Consider now readers of a hypertext document. Every time they go on to read a new section of a document, they send an http request to a machine in order to obtain a copy of the new section. The machine can be configured to record these requests in a log. Quantitative analysis of this log can be then used to empirically measure the depth of curiosity of a document's reader. The ALife Onlife service is so configured, permitting the analysis undertaken here for the documents AL-SIM and CA-FAQ. The technique is similar to the "preferential-looking" test used in psycho-physiology of infants. In each case, one attempts to obtain information about a psychological state on the basis of external, physical, action.
The data are shown in figures 2,3, and 4, where the distribution of curiosity is plotted in linear-linear, linear-log, and log-log scale respectively. It appears that curiosity about CA-SIM is best fit by an exponential law, while curiosity about CA-FAQ is best fit by a power-law.
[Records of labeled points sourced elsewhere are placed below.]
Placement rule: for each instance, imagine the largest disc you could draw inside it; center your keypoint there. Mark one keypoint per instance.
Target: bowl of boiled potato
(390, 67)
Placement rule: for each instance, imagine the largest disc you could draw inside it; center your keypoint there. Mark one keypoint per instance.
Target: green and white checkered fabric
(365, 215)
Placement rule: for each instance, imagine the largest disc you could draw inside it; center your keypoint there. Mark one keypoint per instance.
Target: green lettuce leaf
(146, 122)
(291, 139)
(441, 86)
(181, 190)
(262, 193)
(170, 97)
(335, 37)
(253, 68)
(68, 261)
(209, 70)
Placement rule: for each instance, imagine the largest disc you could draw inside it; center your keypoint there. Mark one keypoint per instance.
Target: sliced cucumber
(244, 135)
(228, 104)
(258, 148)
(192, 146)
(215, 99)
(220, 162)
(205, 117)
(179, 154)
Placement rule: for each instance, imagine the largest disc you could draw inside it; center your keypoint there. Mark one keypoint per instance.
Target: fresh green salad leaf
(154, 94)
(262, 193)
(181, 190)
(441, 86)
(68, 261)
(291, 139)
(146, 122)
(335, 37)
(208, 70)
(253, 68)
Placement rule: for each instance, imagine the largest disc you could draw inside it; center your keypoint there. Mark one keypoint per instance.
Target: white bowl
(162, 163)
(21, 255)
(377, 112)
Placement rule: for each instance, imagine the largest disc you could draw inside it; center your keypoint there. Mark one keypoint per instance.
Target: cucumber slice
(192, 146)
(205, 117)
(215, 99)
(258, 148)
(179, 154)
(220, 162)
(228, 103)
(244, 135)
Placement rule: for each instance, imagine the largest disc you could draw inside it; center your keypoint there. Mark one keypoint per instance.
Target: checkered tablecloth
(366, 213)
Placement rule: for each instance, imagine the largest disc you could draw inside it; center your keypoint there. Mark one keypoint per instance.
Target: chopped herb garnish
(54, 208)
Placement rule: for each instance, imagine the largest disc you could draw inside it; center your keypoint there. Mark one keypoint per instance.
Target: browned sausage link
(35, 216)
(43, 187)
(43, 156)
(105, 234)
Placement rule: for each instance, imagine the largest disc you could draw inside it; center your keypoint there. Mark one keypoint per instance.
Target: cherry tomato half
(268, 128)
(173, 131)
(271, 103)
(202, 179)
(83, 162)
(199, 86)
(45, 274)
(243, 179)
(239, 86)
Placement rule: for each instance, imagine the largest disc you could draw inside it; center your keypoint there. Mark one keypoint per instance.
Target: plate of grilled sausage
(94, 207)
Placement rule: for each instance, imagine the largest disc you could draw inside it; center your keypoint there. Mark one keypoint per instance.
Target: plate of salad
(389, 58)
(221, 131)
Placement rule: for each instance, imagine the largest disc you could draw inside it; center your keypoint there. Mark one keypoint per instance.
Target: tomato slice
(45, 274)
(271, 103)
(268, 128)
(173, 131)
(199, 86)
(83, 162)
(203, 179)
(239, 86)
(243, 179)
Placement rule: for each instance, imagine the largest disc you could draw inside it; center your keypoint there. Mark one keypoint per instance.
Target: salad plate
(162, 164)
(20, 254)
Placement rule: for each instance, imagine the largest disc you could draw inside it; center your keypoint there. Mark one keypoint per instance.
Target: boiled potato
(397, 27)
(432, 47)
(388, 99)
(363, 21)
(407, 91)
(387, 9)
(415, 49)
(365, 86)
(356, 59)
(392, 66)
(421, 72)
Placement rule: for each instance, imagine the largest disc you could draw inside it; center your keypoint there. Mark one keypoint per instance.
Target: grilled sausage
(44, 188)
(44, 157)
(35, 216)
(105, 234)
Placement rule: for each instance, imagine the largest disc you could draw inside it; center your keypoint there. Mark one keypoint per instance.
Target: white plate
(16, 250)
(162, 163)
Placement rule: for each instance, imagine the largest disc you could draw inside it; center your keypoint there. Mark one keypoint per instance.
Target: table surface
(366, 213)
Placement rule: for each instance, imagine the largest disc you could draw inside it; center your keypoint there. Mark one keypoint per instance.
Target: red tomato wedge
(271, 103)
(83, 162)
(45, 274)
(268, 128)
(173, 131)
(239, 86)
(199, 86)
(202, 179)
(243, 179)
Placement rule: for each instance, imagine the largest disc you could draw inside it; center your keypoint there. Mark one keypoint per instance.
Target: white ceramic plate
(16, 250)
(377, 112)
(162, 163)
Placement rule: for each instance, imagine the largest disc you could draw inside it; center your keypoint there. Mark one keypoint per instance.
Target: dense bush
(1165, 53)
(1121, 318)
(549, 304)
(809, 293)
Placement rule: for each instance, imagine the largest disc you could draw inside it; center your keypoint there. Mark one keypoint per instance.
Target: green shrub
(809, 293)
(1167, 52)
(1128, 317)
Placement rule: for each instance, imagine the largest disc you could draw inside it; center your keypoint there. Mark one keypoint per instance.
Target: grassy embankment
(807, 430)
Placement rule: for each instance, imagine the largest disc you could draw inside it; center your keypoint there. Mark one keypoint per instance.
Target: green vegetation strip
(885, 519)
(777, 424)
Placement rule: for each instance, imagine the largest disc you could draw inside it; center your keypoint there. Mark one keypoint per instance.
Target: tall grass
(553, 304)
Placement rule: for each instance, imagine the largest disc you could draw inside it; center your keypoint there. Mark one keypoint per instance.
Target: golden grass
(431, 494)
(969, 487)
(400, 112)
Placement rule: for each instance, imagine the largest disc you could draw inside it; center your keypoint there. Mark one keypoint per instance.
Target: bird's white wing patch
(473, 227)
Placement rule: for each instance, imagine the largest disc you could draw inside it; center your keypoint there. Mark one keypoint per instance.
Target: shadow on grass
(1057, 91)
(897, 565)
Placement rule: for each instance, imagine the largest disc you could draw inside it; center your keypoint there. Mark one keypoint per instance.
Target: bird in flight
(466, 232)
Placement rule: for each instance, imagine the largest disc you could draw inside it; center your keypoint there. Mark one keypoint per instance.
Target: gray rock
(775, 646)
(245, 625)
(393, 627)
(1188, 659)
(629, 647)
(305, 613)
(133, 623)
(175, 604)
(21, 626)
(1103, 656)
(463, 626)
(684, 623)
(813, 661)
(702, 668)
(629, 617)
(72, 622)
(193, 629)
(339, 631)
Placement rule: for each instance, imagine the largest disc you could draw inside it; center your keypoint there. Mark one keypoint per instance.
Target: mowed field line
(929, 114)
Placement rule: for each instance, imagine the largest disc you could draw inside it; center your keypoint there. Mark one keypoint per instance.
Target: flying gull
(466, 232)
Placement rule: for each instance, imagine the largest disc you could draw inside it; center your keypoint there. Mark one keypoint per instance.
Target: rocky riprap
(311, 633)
One of the signature features of critical phenomena is a loss of scale at the critical point. In the case of documents, scale may be associated with the type of interconnectivity represented in the information in the document. In CA-FAQ there are several levels of interconnectivity, correlated with the varying degrees of authorship and editorial pressure on sections of the document. While CA-FAQ has only four such levels, one can imagine that very large and complex documents could have many. Thus the power-law scaling exhibited by CA-FAQ could be generic for network-generated hypertext.